II. Diese Ausführungen halten der rechtlichen Überprüfung stand.
1. Die Rüge der Revision, das Berufungsgericht sei rechtsfehlerhaft zu der Auffassung gelangt, die Beklagte sei zur Einwilligung in die vorzeitige Ablösung des
Realkredits gegen eine angemessene Vorfälligkeitsentschädigung verpflichtet gewesen, ist unbegründet. Nach der Rechtsprechung des erkennenden Senats hat
der Kreditnehmer grundsätzlich einen Anspruch auf vorzeitige Ablösung eines Realkredits, wenn diese für eine (beabsichtigte) Grundstücksveräußerung
erforderlich ist (BGHZ 136, 161, 166 f.). Besondere Ausführungen zur Erforderlichkeit der Ablösung sind jedenfalls im Normalfall nicht notwendig, da es
allgemein üblich ist, daß in einem Immobilienkaufvertrag die Verschaffung lastenfreien Eigentums vereinbart wird (Senatsurteil vom 3. Februar 2004 - XI ZR
398/02, WM 2004, 780, 781, zur Veröffentlichung in BGHZ 158, 11 ff. vorgesehen). Da die Rechtsvorgängerin der Klägerin das belastete Grundstück
unstreitig verkauft hat und da nach dem eigenen Vorbringen der Beklagten in der Berufungsbegründung (S. 3) und dem von ihr selbst vorgelegten Schreiben
des Notars vom 25. Januar 1994 (BK 1) über die von der Verkäuferin im Zuge des Verkaufs gewünschte Ablösung der Grundschulden mit Hilfe des
Kaufpreises davon auszugehen ist, daß der Verkauf lastenfrei erfolgt ist, liegt ein Anspruch der Rechtsvorgängerin der Klägerin auf vorzeitige Ablösung des
Realkredits auf der Hand. Dementsprechend sind in den Vorinstanzen beide Parteien übereinstimmend zu Recht ohne weiteres davon ausgegangen, daß die
Rechtsvorgängerin einen solchen Anspruch hatte und die von der Beklagten festgelegte Vorfälligkeitsentschädigung daraufhin zu überprüfen ist, ob sie die mit
der vorzeitigen Kreditablösung verbundenen finanziellen Nachteile der Beklagten übersteigt. Erstmals in der Revision zieht die Beklagte einen solchen
Anspruch grundlos und ohne Berücksichtigung auch ihres eigenen Vorbringens in Zweifel.

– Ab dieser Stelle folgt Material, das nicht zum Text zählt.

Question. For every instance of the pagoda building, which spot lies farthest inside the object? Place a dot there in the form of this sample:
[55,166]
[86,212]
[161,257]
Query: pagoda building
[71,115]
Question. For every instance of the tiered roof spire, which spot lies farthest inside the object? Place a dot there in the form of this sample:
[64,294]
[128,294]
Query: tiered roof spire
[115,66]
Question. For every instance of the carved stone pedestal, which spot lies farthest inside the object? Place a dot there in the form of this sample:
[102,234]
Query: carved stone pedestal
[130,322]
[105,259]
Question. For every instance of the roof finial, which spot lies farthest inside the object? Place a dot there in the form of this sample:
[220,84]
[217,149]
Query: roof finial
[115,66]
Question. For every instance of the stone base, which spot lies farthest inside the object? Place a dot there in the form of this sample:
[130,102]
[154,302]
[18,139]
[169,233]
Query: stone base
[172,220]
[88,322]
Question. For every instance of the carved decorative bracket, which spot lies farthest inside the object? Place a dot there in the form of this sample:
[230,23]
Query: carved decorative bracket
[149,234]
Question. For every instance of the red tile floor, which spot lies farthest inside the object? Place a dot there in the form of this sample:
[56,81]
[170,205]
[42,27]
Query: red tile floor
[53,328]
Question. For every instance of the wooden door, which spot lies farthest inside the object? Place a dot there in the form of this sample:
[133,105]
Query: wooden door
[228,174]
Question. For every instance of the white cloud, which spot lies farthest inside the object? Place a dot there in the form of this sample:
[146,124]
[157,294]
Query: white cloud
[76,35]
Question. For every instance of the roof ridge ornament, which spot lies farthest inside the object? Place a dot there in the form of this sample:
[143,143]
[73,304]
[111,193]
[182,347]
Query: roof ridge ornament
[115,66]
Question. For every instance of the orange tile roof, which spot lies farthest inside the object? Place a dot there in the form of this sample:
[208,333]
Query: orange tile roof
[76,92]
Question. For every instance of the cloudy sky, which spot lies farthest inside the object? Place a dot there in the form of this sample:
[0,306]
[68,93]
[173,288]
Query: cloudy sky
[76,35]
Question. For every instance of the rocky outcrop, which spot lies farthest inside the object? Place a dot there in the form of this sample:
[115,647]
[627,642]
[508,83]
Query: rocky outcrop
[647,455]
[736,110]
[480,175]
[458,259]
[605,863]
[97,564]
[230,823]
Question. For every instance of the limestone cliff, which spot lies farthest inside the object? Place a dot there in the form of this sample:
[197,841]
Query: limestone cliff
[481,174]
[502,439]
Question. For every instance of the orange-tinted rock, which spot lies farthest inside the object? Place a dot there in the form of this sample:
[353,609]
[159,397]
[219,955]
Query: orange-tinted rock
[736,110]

2. Rechtsfehlerfrei hat das Berufungsgericht auch die Kontrolle der Vorfälligkeitsentschädigung durchgeführt.
a) Die Rendite für die Wiederanlage der vorzeitig zurückgewährten Darlehensvaluta hat es zu Recht nicht dem PEX-Index, sondern der Kapitalmarktstatistik
der Deutschen Bundesbank entnommen und auf dieser Grundlage einen Bereicherungsanspruch der Klägerin aus § 812 Abs. 1 Satz 1 Alt. 1 BGB bejaht.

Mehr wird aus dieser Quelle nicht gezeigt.